И вот молодой Геннадий Леонидович — а при известной тренировке это не очень сложно — быстренько перемножил в уме двадцать одну копейку на триста двадцать пять граммов, разделил на сто и высыпал в подставленную ладошку продавщице не семьдесят пять копеек, а шестьдесят восемь.

Продавщица пересчитала деньги и подняла взгляд на покупателя.

— Всё правильно? — спросил молодой бухгалтер Гена.

Продавщица секунду-другую смотрела в глаза Геннадия Леонидовича и, наконец, ответила:

— Да, всё правильно.

С тех пор о нем и пошла молва среди продавщиц гастронома «цыганский». Все они, и не только в колбасном отделе, какое-то время с интересом и внимательно глядели в невинно-чистые глаза этого необычного покупателя, но никогда не обвешивали и не обсчитывали. А некоторые даже здоровались и улыбались, потому что этот молодой человек, в отличие от старых и ворчливых топтунов-пенсионеров, из-за нескольких копеек шума никогда не поднимал.

 

Юре, своему шоферу, Геннадий Леонидович давал иногда себя обсчитать только потому, что был этот Юра безнадежно неисправим. Но как раз в силу вот этой своей жуликоватости, он имел массу других, положительных как для лакея, качеств. У Геннадия Петровича он исполнял не только шоферские обязанности, но и знал людей и места в городе, которые были «нужными», то есть полезными в житейском и денежном смысле.
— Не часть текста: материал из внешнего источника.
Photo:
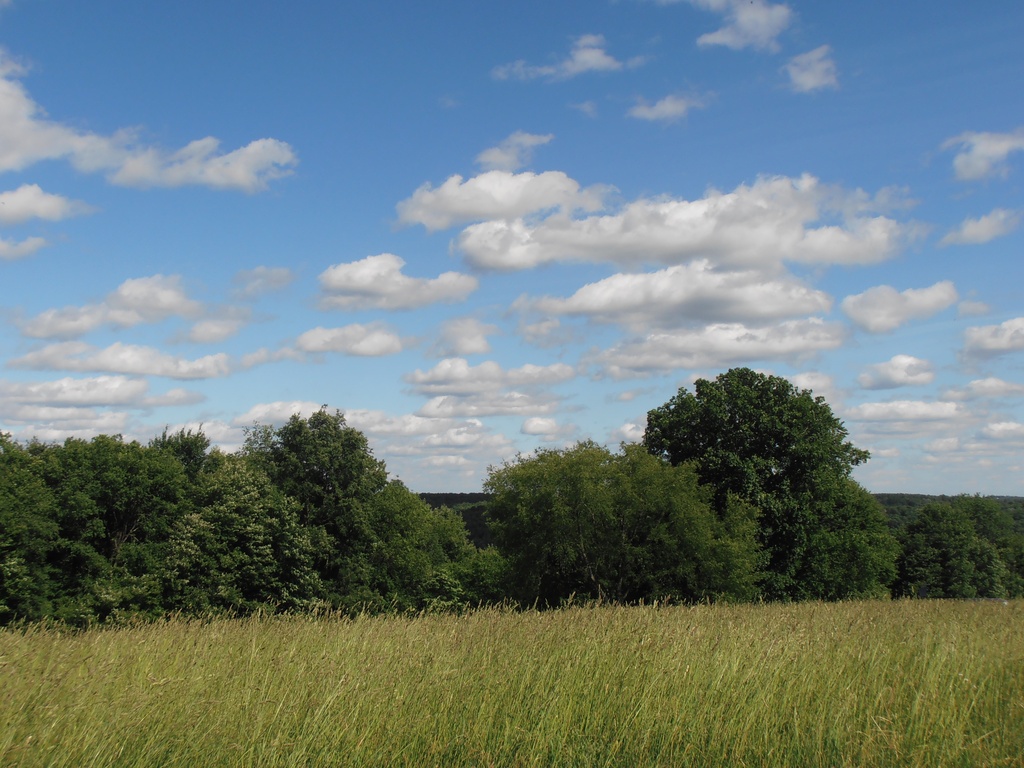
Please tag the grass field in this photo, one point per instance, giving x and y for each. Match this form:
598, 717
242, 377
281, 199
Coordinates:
910, 683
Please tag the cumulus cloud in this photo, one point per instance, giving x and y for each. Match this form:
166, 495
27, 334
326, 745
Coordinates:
366, 341
588, 54
28, 137
719, 345
135, 301
984, 155
900, 371
773, 220
456, 376
812, 71
985, 388
10, 250
513, 153
377, 282
30, 202
905, 411
990, 341
463, 336
122, 358
666, 110
683, 294
884, 308
250, 284
750, 24
496, 195
982, 229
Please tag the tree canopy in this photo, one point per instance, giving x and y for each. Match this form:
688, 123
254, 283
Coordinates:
781, 450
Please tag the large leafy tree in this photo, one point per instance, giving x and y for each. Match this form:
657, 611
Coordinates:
781, 450
624, 527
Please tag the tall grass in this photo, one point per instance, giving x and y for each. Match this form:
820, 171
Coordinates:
921, 683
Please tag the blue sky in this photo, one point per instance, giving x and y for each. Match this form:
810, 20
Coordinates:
481, 228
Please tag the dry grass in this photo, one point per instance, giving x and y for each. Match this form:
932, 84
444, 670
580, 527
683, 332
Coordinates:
921, 683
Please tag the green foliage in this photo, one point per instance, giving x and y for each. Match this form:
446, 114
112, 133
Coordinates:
945, 554
243, 549
625, 527
782, 451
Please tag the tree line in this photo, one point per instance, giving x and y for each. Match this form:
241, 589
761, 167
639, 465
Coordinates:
739, 491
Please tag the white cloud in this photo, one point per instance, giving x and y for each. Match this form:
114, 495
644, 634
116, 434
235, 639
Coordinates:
368, 341
10, 251
812, 71
251, 284
683, 294
496, 195
30, 202
984, 155
1005, 430
122, 358
547, 429
27, 137
100, 390
989, 341
900, 371
456, 376
464, 336
513, 153
377, 282
669, 109
975, 231
905, 411
750, 24
278, 412
884, 308
718, 346
983, 388
773, 220
135, 301
588, 54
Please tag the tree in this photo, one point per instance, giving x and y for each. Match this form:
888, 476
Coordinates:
623, 527
781, 450
943, 556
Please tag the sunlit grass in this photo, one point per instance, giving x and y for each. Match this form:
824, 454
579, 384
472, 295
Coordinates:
916, 683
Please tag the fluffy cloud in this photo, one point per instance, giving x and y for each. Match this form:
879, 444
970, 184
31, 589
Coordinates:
900, 371
513, 153
719, 345
122, 358
905, 411
496, 195
750, 24
683, 294
27, 137
10, 251
464, 336
812, 71
377, 282
774, 219
984, 388
975, 231
989, 341
30, 202
884, 308
250, 284
588, 54
669, 109
984, 155
454, 376
135, 301
367, 341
Этими вопросами Геннадий Леонидович не заморачивался, передоверял своему шоферу.

 

Когда приехали к подъезду аккуратной девятиэтажки, Юра по обыкновению вызвался помочь и картонный ящичек понес вслед за Геннадием Леонидовичем на третий этаж. Алла Аркадьевна, супруга Геннадия Леонидовича, этот картонный ящичек приняла, отнесла на кухню, аккуратно открыла и заглянула внутрь.

Коньяк ушёл в сервант к хрустальным стаканчикам и стопочкам-бокалам, копчёный сервелат лег вместе со шпротами в холодильник, а коробку конфет, повертев в руках, она отнесла в гостиную на журнальный столик, туда, где на стеклянном подносе возвышался двухлитровый сифон с чистой газированной водой и двумя гранеными стаканами. Все остальное также было определено по своим местам, и пустой картонный ящик был выставлен Аллой Аркадьевной в коридор, к мусоросборнику.

Кто-нибудь себе заберет.

 

Вечером к Геннадию Леонидовичу пришел сосед и коллега по работе Юрий Афанасьевич — квартиры они получили когда-то не только в одном доме, но еще и в одном подъезде. Расположившись на широком диване карельской березы (или шведской сосны — хозяин и сам толком не знал), покрытом синим велюром, они читали, передавая друг другу, различные документы, обсуждали виды родной отрасли, проценты и приросты объемов профилированного проката, метизов и подшипников, а также смаковали надежды на партию западногерманских расточных станков.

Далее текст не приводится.